Bu kişi ya da kişilerin siyasi görüşlerine bakılmaksızın eleştirilmeleri ve gereken cezayı almaları kaçınılmaz bir durumdur ve asla tartışmaya açık olmamalıdır. İsterse babamızın oğlu olsun, ne fark eder? Konuyu her seferinde siyasi tartışmaya çekmekle sorunlar çözülmüyor.
Siz de olabilirdiniz o faciada, orada. Sizin yakınlarınız, sevdikleriniz de olabilirdi.
Neyi tartışıyorsunuz? Kimi, kime karşı, neden savunuyorsunuz?
Hadi, sorumluluğunu yerine getirmeyenler vicdanlarını rafa kaldırmışlar.
Ya siz, o kişileri savunanlar? Siz de mi vicdanınızı kaybettiniz?
Burada ruhsatı verenden tutun, denetlemesi gerekenlere; mal sahibi, mülk sahibi, hatta yangının çıkmasına sebep olan kişi ya da kişiler… Hepsi suç işlediler.
Yüksek bir bina yapılıyorsa, bu illa bir otel ya da kamu binası olmak zorunda değil; insanların özel oturma alanları da dâhil yangın merdiveni olmak zorunda. Bu, dünyanın her yerinde olan, olması gereken bir şey.

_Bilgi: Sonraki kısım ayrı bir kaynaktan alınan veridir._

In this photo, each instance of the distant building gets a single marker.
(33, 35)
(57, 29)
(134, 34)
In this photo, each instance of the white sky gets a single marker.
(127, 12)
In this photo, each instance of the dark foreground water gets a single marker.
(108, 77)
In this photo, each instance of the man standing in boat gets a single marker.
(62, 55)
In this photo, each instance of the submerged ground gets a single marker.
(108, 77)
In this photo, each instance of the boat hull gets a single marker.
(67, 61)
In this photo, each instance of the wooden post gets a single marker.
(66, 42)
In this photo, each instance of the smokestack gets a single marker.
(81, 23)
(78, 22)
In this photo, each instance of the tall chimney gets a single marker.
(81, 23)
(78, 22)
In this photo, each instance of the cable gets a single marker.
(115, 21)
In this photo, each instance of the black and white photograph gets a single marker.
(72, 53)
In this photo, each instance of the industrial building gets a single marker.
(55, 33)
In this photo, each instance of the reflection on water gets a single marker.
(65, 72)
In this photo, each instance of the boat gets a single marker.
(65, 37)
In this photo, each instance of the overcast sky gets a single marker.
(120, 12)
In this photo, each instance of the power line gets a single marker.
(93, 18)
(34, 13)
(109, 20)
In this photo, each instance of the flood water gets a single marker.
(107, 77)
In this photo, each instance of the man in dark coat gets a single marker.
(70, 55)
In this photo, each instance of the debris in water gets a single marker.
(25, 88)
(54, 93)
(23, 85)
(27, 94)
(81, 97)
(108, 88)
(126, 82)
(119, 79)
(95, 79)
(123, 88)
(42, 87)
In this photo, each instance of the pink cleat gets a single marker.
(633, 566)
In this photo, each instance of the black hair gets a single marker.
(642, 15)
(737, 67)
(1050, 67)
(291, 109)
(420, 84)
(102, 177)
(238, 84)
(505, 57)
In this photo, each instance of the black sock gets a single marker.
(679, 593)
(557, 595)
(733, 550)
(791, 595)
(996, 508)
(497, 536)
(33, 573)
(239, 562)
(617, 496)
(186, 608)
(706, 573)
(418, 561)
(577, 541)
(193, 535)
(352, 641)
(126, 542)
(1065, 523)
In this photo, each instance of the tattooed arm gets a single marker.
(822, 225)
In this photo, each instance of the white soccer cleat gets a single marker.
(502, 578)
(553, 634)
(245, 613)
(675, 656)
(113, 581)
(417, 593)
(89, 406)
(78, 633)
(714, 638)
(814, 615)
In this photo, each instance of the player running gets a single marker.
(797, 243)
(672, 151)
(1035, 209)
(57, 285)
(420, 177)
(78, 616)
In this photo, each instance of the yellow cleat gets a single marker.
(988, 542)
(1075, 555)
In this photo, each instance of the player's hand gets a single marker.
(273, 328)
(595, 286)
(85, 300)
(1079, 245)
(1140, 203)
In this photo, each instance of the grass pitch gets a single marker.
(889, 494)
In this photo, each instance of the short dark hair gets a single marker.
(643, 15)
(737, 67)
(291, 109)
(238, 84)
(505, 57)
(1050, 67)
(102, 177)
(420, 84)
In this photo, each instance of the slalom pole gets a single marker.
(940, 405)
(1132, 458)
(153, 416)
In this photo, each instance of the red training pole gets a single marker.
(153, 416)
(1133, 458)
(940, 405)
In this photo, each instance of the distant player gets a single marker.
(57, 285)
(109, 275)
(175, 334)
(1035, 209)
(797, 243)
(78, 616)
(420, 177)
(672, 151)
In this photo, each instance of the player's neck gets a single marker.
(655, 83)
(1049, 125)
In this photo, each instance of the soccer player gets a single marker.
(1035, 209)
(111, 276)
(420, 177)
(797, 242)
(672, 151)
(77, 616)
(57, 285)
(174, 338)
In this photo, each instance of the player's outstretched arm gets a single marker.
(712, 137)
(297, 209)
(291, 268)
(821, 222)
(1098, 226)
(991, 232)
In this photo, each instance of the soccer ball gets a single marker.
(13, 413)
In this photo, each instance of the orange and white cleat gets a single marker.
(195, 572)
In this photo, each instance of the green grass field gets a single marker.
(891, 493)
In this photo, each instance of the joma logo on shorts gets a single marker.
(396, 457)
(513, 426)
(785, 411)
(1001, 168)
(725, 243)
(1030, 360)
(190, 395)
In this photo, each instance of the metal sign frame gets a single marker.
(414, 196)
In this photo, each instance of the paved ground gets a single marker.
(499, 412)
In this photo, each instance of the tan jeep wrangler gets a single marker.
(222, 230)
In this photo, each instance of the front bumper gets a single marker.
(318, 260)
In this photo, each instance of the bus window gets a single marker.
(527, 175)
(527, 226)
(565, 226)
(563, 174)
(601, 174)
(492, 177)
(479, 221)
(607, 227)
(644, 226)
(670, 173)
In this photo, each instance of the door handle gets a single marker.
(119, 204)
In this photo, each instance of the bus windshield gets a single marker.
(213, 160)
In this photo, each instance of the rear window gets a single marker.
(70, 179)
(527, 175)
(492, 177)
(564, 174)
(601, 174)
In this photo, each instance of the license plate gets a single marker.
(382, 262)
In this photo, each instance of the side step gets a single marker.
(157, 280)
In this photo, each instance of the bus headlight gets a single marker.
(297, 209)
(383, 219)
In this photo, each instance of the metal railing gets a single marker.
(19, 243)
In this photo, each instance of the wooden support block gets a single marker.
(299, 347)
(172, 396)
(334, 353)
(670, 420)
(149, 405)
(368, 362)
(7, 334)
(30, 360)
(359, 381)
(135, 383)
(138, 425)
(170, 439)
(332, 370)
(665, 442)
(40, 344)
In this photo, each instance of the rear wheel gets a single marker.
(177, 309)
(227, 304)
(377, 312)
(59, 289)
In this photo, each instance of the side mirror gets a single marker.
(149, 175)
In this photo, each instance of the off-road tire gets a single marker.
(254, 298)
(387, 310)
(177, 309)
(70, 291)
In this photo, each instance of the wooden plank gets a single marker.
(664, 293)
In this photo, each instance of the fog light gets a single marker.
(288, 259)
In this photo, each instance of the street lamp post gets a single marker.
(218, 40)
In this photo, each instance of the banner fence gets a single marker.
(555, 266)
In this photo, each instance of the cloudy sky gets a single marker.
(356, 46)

Neden her şeyi siyasete bağlamaya çalışıyoruz? Gerçekten anlaşılır gibi değil.
Beni siyasette başkan, başbakan, belediye başkanı, bakan, milletvekili her ne şekilde temsil ediyorsa ya da edecekse, ben neden sorumsuz bir insana o yetkiyi vereyim?
Ya da diyelim ki bir şekilde eline öyle bir yetki geçmiş; bir insanın hâlâ o işin başında durmasını neden savunayım ki?
Neden işini düzgün yapan, sorumluluk sahibi insanlar varken sorumsuz insanlar aynı yetkileri ellerinde tutsunlar?
Neden müsaade etmek istiyorsunuz buna, ben anlamış değilim.
Tarafsız bir şekilde hepimiz, hep bir ağızdan “Suçlular cezalarını çeksin” dememiz gerekmiyor mu?
Belki biz kayırmayı bırakırsak, onlar da arsızlıklarını bırakırlar.
Belki yüzleri kızarır, vicdanları harekete geçer.
Ya da adalet doğru işler, onlar da bu şekilde devam edemezler.
Ama önce içimizdeki adaleti harekete geçirmemiz gerekiyor.
Suçluları aklamaya çalışarak kimden, nasıl, hangi değişimi bekleyebiliriz?
Bırakın siyasi görüş ortaklığını, aynı anneden, aynı babadan olsak dahi suçluya suçlu dememiz gerekir.
Bence bırakalım, her koyun kendi bacağından asılsın.